A second panellist, speaking from the vendor’s perspective, gave the converse view. Clients, he said, frequently buy a dataset, fail to use it, and then ask two years later for a contract extension so they can try again. The cash flows were welcome. Large organisations, he added, were the worst offenders.

Between those two accounts sat the more substantive admission, offered at the close of the session: that a firm had taken roughly two years to realise it was using a news flow and sentiment dataset in the wrong way. The initial approach – mapping headline scores to alphas – was simply incorrect. Other applications of the same data turned out to be more productive once the team understood them. The fault, the panellist said plainly, was on the user’s side, not the vendor’s.

That admission cut against the dominant narrative in alt data discourse, in which underperformance is attributed to vendor methodology, drift, or misrepresentation. Whereas most post-mortem frameworks the industry has developed are oriented towards evaluating vendors rather than evaluating a firm’s own analytical assumptions, the most expensive failure mode here was a two-year period in which a user did not understand what its own dataset could do.

Centralised, Embedded, or Hybrid

The same question – what is stable and what is not – sat under the earlier operating model debate. An audience poll opened the session with a clear preference for fully centralised data teams. One panellist immediately – and vehemently – disagreed. Another said hybrid worked best, citing the difficulty of negotiating with fully centralised data functions inside large banks, where the data team could become bureaucratically isolated. A third said yes to centralisation on grounds of scale, price competitiveness and technical debt – and then described a structure in which a data science operations lead sat inside the research function but worked closely with the centralised data team.

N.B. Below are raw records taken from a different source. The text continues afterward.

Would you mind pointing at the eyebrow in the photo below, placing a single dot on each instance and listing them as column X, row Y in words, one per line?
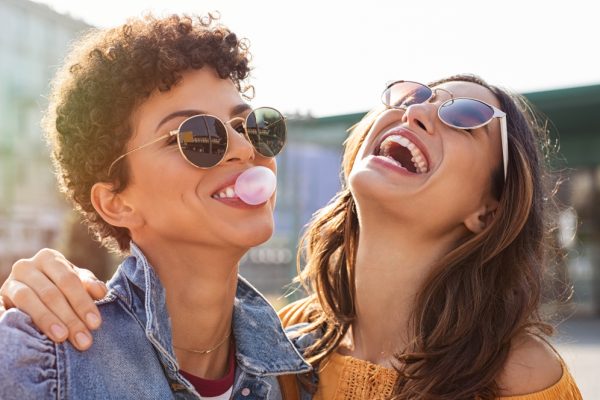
column 235, row 110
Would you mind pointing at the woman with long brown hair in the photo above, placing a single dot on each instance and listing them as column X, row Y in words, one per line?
column 425, row 272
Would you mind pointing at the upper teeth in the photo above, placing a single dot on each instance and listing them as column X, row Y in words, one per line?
column 227, row 192
column 418, row 159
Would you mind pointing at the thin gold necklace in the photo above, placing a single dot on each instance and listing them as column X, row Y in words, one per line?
column 205, row 351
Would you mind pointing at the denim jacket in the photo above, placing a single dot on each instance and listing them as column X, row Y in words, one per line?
column 132, row 356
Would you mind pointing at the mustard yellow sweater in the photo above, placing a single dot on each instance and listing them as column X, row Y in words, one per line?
column 348, row 378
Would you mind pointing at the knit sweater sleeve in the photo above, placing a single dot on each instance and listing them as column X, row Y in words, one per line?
column 564, row 389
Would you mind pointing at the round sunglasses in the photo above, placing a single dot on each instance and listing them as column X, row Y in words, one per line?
column 203, row 140
column 457, row 112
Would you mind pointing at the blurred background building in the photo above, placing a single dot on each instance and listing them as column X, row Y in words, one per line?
column 33, row 41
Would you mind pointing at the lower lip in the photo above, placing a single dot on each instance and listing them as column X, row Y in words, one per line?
column 390, row 165
column 238, row 203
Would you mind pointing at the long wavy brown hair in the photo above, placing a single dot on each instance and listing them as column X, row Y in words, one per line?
column 481, row 295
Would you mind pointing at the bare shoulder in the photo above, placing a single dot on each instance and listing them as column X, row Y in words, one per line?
column 532, row 366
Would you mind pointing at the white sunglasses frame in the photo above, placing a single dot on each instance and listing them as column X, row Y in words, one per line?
column 497, row 114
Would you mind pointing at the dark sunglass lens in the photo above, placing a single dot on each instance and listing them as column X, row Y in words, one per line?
column 203, row 140
column 404, row 94
column 465, row 113
column 266, row 130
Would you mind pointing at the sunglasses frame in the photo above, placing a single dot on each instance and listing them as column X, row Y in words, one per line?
column 176, row 132
column 497, row 114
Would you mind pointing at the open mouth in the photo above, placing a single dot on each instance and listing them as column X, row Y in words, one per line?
column 403, row 152
column 225, row 193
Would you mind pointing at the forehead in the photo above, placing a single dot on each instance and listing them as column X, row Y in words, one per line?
column 470, row 89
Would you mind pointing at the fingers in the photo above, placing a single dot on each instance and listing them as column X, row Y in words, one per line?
column 50, row 310
column 57, row 296
column 94, row 287
column 24, row 298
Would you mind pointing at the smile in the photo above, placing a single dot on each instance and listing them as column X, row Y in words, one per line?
column 402, row 151
column 225, row 193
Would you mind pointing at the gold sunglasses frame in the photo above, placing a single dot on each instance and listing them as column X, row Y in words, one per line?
column 225, row 124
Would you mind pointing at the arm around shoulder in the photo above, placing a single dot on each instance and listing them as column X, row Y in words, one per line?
column 28, row 361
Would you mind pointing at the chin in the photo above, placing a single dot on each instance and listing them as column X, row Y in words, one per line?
column 257, row 236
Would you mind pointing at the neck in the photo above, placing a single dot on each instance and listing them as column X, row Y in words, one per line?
column 200, row 285
column 392, row 265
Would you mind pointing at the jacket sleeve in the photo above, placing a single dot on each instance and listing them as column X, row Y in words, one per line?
column 28, row 360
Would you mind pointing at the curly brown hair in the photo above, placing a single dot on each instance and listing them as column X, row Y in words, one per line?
column 106, row 76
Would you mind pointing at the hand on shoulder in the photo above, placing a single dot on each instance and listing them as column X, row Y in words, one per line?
column 532, row 366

That, his fellow panellists pointed out, was hybrid.

What had appeared to be a three-way disagreement resolved into a debate about labelling. The shared destination was an operating model in which centralised infrastructure – the catalogue, the onboarding pipeline, the contracts – coexists with embedded analysts close to the end user. The substantive question is not whether to centralise but whether the communication between the two actually works.

Building for Instability

The operations discussion produced some of the session’s most concrete material. One speaker walked through a working monitoring regime: around 50 automated data checks at the entrance to each pipeline, distinguishing engineering failures from quieter problems where the data continues to look genuine but its quality has deteriorated. Around 1,000 variables per country, used deliberately to create redundancy: if a source disappears, the model substitutes the nearest neighbour. A human in the loop for any flagged anomaly. AI used for both modelling and anomaly detection. Sources do disappear – Google Mobility was cited as a recent example – and the architecture is built around the expectation that this will happen, not the hope that it will not.

Another panellist made the same point philosophically. Most statistical practice, he argued, assumes that markets are at some form of equilibrium and that the data around them is stationary with independent noise. He suggested that markets never reach equilibrium. The dynamics, in his view, were the most informative property of the data; the largest value, he said, is captured by detecting real change earlier than the rest of the market, because mispricing persists in the gap between the change happening and the market accommodating it. Treating data as stationary, he argued, imposes a structure that requires much larger change before it is detected at all.

The intuition – that the assumption of stability is itself a source of risk – connected directly to the monitoring practices described moments earlier, and to the two-year delay in finding the right use for the news flow dataset. Different vocabularies, the same underlying problem.

The Open Question

Vendor evaluation frameworks have matured. Monitoring regimes have matured. The discipline of asking, periodically and rigorously, whether a firm still understands what its own datasets are for has not. That, on the evidence of this session, is potentially where the most expensive failures now live.